Le fournisseur propose déjà des serveurs HPC avec la série DGX, qui utilisent des puces x86 AMD Epyc - après des Intel Xeon pour la première génération - pour démarrer et coordonner le travail des ses GPU Ampere. La puce Epyc d’AMD est une bonne base pour exécuter des workflows traditionnels, mais c'est un processeur de calcul de type général, qui n'a pas la bande passante I/O, ni les optimisations en machine learning dont Nvidia a besoin. Ce dernier n'a pas livré beaucoup de détails sur sa plateforme Grace. On sait juste qu’elle repose sur une future version du noyau Neoverse d'ARM utilisant un processus de gravure en 5 nanomètres, ce qui signifie qu'il sera fabriquait par TSMC. Grace utilisera également l'interconnexion haute vitesse NVLink, développée par Nvidia, entre le CPU et le GPU. La version, prévue pour 2023, offrira une bande passante de plus de 900 Go/s entre le CPU et le GPU. C'est beaucoup plus rapide que le protocole PCI Express 4.0 (32 Go/s) utilisé par AMD et Intel pour les communications entre le CPU et les autres composants GPU ou NVMe.
La feuille de route de Nvidia jusqu'en 2025 avec des GPU Ampere Next, l'arrivée de la puce HPC Grace et les carte DPU (data processing unit) BlueField, issues du rachat de Mellanox. (Crédit Nvidia)

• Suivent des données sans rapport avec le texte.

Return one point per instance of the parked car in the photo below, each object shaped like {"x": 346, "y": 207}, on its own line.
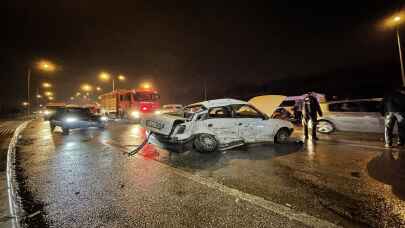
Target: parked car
{"x": 76, "y": 117}
{"x": 218, "y": 124}
{"x": 51, "y": 109}
{"x": 362, "y": 115}
{"x": 176, "y": 109}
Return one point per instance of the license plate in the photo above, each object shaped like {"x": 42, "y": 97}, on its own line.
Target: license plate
{"x": 154, "y": 124}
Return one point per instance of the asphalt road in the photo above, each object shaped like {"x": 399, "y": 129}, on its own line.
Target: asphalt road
{"x": 86, "y": 179}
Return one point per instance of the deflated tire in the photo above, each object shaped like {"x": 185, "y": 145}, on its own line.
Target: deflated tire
{"x": 205, "y": 143}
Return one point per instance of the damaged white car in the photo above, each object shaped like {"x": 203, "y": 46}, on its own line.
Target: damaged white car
{"x": 218, "y": 124}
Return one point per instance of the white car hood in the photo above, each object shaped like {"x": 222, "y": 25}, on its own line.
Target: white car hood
{"x": 267, "y": 103}
{"x": 161, "y": 124}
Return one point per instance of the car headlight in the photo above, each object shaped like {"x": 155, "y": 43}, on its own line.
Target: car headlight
{"x": 70, "y": 119}
{"x": 181, "y": 129}
{"x": 135, "y": 114}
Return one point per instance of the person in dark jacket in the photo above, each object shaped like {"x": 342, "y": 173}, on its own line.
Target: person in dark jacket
{"x": 311, "y": 110}
{"x": 394, "y": 111}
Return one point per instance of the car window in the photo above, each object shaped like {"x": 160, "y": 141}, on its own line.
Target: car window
{"x": 345, "y": 107}
{"x": 219, "y": 112}
{"x": 370, "y": 106}
{"x": 189, "y": 111}
{"x": 245, "y": 111}
{"x": 287, "y": 103}
{"x": 146, "y": 96}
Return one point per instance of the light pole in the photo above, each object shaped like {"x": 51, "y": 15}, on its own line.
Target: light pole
{"x": 42, "y": 65}
{"x": 400, "y": 57}
{"x": 104, "y": 76}
{"x": 395, "y": 21}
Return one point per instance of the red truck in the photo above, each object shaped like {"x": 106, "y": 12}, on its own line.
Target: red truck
{"x": 130, "y": 104}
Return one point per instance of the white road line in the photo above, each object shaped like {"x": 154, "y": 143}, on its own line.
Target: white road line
{"x": 255, "y": 200}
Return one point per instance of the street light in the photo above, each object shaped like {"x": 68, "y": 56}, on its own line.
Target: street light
{"x": 146, "y": 85}
{"x": 86, "y": 87}
{"x": 46, "y": 65}
{"x": 48, "y": 93}
{"x": 43, "y": 65}
{"x": 396, "y": 21}
{"x": 104, "y": 76}
{"x": 46, "y": 85}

Déjà 2 clients dans le domaine HPC
Même si Grace ne sera pas livré avant 2023, Nvidia a déjà deux clients HPC pour ce processeur. Le Centre national suisse de supercalcul (CSCS) et le Laboratoire national de Los Alamos ont annoncé aujourd'hui qu'ils allaient commander des superordinateurs basés sur Grace. Les deux systèmes seront construits par la filiale Cray de HPE et devraient être mis en service en 2023.
Le système du CSCS, appelé Alps, remplacera l’actuel Piz Daint, un cluster Xeon avec des accélérateurs Nvidia P100. Le CSCS affirme que Alps offrira 20 ExaFLOPS de performance en IA, bien mieux que le champion japonais Fugaku avec seulement un exaflop.